Stanislavski (1863-1938) Russian Actor, Director and Innovator of Acting and Theatrical Practices. Konstantin Alexeyev or ‘Stanislavski’ as he is known by his stage name is remembered as the father of modern acting. He was the first to systemize the actor’s process into logical steps and pursue the truth in acting at all costs. His work was first derided, as happens to any iconoclast who tries to change the status quo,. However, over time, with much refinement, he eventually has become the backbone of much of the Western tradition of acting. His work appears for us in several poorly translated volumes known as the ‘ABC’ of acting – An Actor Prepares, Building a Character and Creating a Role.

He also published an autobiography called My Life in Art. There are many excellent biographies written about Stanislavski and because people cannot agree entirely on his intentions for his ‘system’ of acting, there are hundreds of books, each interpreting Stanislavski’s work for themselves. Recent translations of the first two books are more accessible and successful, most notably Jean Benedetti An Actor’s Work. He founded the highly successful Moscow Art People’s Theatre in Moscow with his collaborator Nemirovich-Danchenko and premiered the works of Anton Chekhov. The acting style shocked and captivating the Russian audiences and delivered a whole new perspective on acting. The company toured America many times leading to actors emigrating to the USA and teaching Stanislavski’s ideas there.

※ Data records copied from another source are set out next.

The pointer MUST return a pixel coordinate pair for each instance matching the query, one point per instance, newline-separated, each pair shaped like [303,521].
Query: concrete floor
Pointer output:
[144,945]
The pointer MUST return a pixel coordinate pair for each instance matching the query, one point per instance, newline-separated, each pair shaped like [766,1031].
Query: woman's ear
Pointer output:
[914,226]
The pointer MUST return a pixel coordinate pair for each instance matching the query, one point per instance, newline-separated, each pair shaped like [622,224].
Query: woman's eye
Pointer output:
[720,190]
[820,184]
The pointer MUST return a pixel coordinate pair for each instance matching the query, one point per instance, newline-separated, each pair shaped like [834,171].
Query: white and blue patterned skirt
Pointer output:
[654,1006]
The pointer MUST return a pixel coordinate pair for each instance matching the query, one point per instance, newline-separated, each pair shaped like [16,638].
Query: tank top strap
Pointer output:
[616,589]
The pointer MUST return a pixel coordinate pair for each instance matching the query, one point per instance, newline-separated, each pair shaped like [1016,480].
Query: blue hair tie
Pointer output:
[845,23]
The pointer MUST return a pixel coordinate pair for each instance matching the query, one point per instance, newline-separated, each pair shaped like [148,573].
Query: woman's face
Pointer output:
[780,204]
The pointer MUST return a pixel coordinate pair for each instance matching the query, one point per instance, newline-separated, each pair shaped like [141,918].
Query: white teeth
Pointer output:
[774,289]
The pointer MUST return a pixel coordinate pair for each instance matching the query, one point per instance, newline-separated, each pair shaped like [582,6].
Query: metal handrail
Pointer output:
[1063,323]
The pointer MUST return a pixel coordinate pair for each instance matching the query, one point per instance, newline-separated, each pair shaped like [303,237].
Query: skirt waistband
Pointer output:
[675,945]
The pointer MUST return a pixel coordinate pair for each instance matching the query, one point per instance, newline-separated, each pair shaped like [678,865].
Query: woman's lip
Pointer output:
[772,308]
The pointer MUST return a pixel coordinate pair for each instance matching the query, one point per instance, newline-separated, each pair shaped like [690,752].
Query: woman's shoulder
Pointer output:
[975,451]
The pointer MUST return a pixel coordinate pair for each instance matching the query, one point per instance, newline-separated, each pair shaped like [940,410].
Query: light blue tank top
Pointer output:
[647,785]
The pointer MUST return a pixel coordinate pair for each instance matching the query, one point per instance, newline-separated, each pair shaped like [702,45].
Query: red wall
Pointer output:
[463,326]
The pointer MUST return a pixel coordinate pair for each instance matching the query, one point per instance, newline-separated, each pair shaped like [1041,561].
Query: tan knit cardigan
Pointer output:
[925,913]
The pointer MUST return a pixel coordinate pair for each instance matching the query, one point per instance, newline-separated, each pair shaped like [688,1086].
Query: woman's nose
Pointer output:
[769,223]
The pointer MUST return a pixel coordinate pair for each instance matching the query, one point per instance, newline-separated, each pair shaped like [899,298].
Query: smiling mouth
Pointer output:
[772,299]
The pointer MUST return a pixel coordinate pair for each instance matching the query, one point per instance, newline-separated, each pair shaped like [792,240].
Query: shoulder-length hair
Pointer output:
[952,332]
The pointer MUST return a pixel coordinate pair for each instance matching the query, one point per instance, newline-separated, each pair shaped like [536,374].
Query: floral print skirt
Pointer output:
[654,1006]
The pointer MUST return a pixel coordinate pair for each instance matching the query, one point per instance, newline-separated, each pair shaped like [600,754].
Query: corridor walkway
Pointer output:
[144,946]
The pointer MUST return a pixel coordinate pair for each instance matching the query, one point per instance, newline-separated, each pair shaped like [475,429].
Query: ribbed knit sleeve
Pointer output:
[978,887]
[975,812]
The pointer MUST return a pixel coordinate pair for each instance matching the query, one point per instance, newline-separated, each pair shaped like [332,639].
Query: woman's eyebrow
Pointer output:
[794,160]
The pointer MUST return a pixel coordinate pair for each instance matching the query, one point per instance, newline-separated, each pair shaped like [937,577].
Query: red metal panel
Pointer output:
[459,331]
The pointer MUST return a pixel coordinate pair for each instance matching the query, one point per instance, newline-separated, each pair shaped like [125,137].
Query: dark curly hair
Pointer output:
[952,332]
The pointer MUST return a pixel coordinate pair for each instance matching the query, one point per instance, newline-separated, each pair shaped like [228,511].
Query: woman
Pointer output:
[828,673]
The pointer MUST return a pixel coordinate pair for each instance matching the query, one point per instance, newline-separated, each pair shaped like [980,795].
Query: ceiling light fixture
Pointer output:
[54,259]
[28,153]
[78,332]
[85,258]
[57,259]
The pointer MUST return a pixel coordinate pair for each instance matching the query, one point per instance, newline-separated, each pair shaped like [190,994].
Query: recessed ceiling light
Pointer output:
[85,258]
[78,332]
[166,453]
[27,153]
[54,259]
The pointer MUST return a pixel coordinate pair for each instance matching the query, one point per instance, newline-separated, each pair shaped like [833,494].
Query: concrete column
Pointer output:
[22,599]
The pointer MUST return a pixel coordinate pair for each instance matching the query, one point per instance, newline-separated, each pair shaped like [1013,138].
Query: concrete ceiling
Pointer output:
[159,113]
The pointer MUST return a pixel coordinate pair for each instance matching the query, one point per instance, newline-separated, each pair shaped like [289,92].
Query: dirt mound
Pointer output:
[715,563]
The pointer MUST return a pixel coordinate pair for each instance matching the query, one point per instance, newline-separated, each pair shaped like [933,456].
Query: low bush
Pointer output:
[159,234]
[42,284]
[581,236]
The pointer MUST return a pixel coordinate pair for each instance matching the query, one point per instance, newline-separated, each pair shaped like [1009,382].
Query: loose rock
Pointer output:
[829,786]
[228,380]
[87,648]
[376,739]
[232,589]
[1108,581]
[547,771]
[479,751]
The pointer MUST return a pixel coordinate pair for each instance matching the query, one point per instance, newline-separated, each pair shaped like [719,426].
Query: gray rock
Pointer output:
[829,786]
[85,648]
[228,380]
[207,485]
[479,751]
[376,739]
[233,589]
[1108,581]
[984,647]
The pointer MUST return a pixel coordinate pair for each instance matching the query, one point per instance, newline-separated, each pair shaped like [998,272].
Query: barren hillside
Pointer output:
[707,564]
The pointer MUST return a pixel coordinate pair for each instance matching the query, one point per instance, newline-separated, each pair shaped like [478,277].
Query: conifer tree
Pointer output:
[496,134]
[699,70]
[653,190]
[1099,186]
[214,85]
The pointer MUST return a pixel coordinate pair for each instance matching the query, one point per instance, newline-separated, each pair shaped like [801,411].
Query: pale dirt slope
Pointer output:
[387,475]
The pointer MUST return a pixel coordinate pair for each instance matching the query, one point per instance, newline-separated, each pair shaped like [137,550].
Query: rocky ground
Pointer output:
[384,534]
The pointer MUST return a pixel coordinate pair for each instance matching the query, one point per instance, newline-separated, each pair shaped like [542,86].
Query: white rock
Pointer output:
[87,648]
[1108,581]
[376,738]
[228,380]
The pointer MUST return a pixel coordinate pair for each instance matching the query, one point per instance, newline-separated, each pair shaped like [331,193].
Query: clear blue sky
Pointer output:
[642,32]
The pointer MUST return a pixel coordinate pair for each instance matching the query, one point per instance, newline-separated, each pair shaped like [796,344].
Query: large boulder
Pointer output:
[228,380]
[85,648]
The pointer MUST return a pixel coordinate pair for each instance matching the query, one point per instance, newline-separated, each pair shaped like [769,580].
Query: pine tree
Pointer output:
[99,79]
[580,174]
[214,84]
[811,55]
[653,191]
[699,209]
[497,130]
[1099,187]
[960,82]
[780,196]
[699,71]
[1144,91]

Stanislavski’s work centred on creating the inner life of the role and he dedicated his life to discovering how to stimulate the creative state of mind so that the actor could find inspiration at a moment’s notice. Although many focus on Stanislavski’s assertion that the actor should ‘live the part’, he also believed that the actor was a far more interesting person than any character could ever be. His early work focused on the truthful production of emotion, which gave rise to his renowned ‘Affective’ or ‘Emotion’ Memory exercises, later to become the fulcrum of American ‘Method’ acting. His later work focused on the relationship between the physical and the psychological and was called the method of physical action.

This is best discussed in Benedetti’s translation of Torpokov’s book Stanislavski in Rehearsal. Terms such as ‘Objective’, ‘Beat’, ‘Stage Direction’, ‘Motivation’ and ‘Action’ were coined by Stanislavski in his pursuit of a systematic approach to acting. Stanislavski premiered many of Chekhov’s most important stage works, including the Uncle Vanya, The Three Sisters, The Cherry Orchard and The Seagull, after which the logo of the Moscow Art Theatre was based. Stanislavski continued to refine his ideas over his lifetime. Early Stanislavski acting theory is vastly different from late Stanislavski. However, there is a through line of truth throughout his life’s work.